Tuesday, November 14, 2017

Harvard Scientists Discover Unexpected New States of Light

Article Written By: Kyle Tam

 

Image Credit: Capasso Lab/Harvard SEAS
 Researchers at Harvard University have developed a material that can generate and maintain newly discovered complex states of light. This tool utilizes polarization to generate unseen structures such as swirling vortices, spirals and corkscrewn that help scientists better understand light's properties and its potential practical applications.
 The new tool - a type of metasurface - takes advantage of something called angular momentum along with a second type, known as spin angular momentum (or also known as circular polarization).
 "Think about orbital angular momentum and circular polarization like the motion of a planet," wrote Harvard's Leah Burrows in a statement. "Circular polarization is the direction in which a planet rotates on its axis while orbital momentum describes how the planet orbits the sun."
 Using this new tool, scientists have circumvented past restrictions which allowed only certain polarizations of light to connect with certain angular momentums.
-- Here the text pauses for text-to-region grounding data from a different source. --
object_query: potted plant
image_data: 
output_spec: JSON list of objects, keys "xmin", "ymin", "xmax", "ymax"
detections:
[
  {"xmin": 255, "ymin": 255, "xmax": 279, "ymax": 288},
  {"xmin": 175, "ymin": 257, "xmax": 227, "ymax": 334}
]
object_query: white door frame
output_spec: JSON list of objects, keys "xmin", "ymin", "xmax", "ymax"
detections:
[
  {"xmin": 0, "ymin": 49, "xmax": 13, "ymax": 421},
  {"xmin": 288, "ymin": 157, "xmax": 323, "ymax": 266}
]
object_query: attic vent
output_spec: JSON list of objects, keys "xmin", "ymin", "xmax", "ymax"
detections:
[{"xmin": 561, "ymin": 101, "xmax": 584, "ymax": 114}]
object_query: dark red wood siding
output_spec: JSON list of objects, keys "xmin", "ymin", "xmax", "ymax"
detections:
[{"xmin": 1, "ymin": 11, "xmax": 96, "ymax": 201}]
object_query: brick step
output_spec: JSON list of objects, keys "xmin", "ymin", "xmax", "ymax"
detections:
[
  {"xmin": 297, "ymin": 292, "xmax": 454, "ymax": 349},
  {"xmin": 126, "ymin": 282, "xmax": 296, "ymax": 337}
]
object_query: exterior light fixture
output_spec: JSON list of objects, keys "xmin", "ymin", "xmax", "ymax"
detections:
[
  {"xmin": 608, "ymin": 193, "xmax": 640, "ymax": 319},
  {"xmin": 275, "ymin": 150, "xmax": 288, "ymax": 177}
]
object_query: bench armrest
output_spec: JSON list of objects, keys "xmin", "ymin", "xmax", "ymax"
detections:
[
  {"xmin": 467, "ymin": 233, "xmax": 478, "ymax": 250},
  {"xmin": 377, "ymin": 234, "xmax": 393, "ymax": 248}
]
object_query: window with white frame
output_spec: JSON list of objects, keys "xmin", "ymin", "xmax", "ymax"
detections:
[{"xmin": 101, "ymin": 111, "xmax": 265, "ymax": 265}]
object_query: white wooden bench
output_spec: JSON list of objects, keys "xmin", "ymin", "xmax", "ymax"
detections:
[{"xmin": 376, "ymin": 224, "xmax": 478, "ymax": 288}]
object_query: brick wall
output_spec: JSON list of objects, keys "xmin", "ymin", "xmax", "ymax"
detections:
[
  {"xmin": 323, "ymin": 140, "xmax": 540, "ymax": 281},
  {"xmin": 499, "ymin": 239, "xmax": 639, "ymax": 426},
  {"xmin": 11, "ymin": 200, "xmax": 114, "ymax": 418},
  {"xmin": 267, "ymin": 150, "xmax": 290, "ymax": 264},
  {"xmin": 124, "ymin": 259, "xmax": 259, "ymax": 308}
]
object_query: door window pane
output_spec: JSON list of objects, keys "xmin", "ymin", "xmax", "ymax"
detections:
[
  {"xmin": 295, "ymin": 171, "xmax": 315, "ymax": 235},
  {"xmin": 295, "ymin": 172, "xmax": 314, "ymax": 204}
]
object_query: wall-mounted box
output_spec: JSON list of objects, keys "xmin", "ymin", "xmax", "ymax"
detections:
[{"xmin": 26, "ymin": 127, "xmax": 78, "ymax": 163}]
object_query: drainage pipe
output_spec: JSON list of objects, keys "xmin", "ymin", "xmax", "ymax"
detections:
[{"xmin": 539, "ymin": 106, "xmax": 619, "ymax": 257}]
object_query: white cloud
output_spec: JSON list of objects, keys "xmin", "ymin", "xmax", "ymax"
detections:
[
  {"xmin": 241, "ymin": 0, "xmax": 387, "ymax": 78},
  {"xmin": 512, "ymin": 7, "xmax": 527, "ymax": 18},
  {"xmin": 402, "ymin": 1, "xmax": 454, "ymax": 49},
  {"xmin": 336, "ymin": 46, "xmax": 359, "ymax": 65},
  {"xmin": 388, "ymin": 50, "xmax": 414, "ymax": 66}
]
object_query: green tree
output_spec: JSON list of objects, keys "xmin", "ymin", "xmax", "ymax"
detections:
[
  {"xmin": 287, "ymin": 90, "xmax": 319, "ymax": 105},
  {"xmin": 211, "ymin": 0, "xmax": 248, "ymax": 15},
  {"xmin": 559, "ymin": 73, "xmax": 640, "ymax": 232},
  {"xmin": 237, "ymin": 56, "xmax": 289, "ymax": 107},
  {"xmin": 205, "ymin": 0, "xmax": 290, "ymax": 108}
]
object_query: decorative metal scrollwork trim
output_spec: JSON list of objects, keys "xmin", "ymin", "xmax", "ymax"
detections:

This material allows any polarization to be converted to any orbital angular momentum, creating forms of light that could be useful in high-speed data transfer and encoded communications.
 It has only been 25 years since light was discovered to have orbital angular momentum. In this time, significant milestone have been made into the research of light, such as the first-ever photograph of light behaving as both a particle and a wave back in 2015.